Hiroshima and Nagasaki are very outdated examples given that our nuclear technology was incredibly terrible and we later assisted heavily in the reconstruction of those cities. We have a very, very, very trenchent and small desire, if any at all, to assist in the reconstruction of individual Iraqi, Afghan, Syrian, etc. cities. We have not done what we did for Japan in a very long time.
What do you mean by "we"?
Furthermore, the rebuilding of Hiroshima and Nagasaki was aided by the fact that most Japanese had some training in formal skills that yeomen lack. Many cities in Iraq and Afghanistan are made up entirely of people with yeoman skills like animal husbandry and crop farming that would suffer tremendously 5, 10, even 15 years on after the detonation of nuclear munitions.
The USA used depleted uranium in Iraq. Does that count as conventional weapons?
I also find your examples both extremely troubling and tactically ignorant, from a militaristic perspective. We are not in the business of mass targeting. We don't do mass murder.
You do.
All your wars are those involving mass murder.
Recent examples include those in Iraq, Afghanistan, Libya, Syria, Yemen and Pakistan.
While there may not be a directly foreseeable difference between normal and nuclear munitions, there is an extreme difference over time on the productivity of the areas targeted and the ability of nuclear fallout to damage and kill long after a bomb is detonated.
Which one of the two choices do you prefer?

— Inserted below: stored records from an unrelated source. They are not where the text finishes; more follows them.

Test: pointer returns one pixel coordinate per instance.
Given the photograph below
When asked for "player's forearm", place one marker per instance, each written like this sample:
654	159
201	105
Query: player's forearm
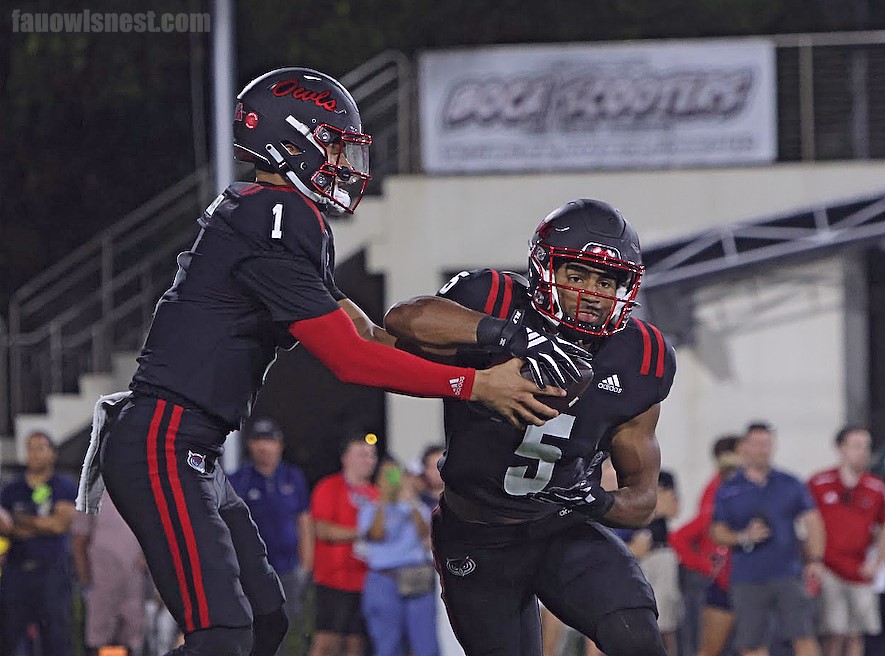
433	321
633	507
334	532
720	533
366	328
377	531
333	339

A: All of your family members, friends, countrymen and women (including children and elderly) will be killed within the next 10 minutes by the usage of nuclear weapons. [This is the Default choice. If you make no choice within 10 seconds, this option is activated.]
B: All of your family members, friends, countrymen and women (including children and elderly) will be killed within the next 10 minutes by the usage of conventional weapons.
Which of these two options A or B do you choose? You have 10 seconds to make a choice. If you do not make a choice within these 10 seconds, the default option is chosen.
You should ask all the innocent victims of the American and western military operations if they would pick A or B.
My understanding is they would agree with me.
If they could, they definitely would like to have their fingers on the proverbial button to trigger a nuclear reaction, rather than have to make the choice above.
And, furthermore, even though there has been lots of collateral damage, that's because American targets are normally holed up in cities with lots of innocents. Our latent developments have been all designed to minimize civilian casualties -- switching from these extremely tactical weapons to nuclear weapons would absolutely decimate any civilians, and this would be fairly problematic, as you may imagine.
You should not have invaded those countries, then.
The same argument goes for nuclear weapons, by the way.
If you do not want all American citizens to die, you can ask all your military personnel and government officials to gather in the open in some desert in the Western USA, so that your adversaries from Iran to North Korea to Russia or China can selectively eliminate exclusively military targets.
Would your military and government do that? Expose themselves to nuclear 'fire' in the open in the desert and stop holing themselves up amidst civilians?
That is all the more reason that all countries and political units that care for their independence should go the North Korean route, a most noble and respectable route, I might add. A route of sovereignty and independence.
North Korean military might ensures, guarantees that it won't face the fate of the Middle East.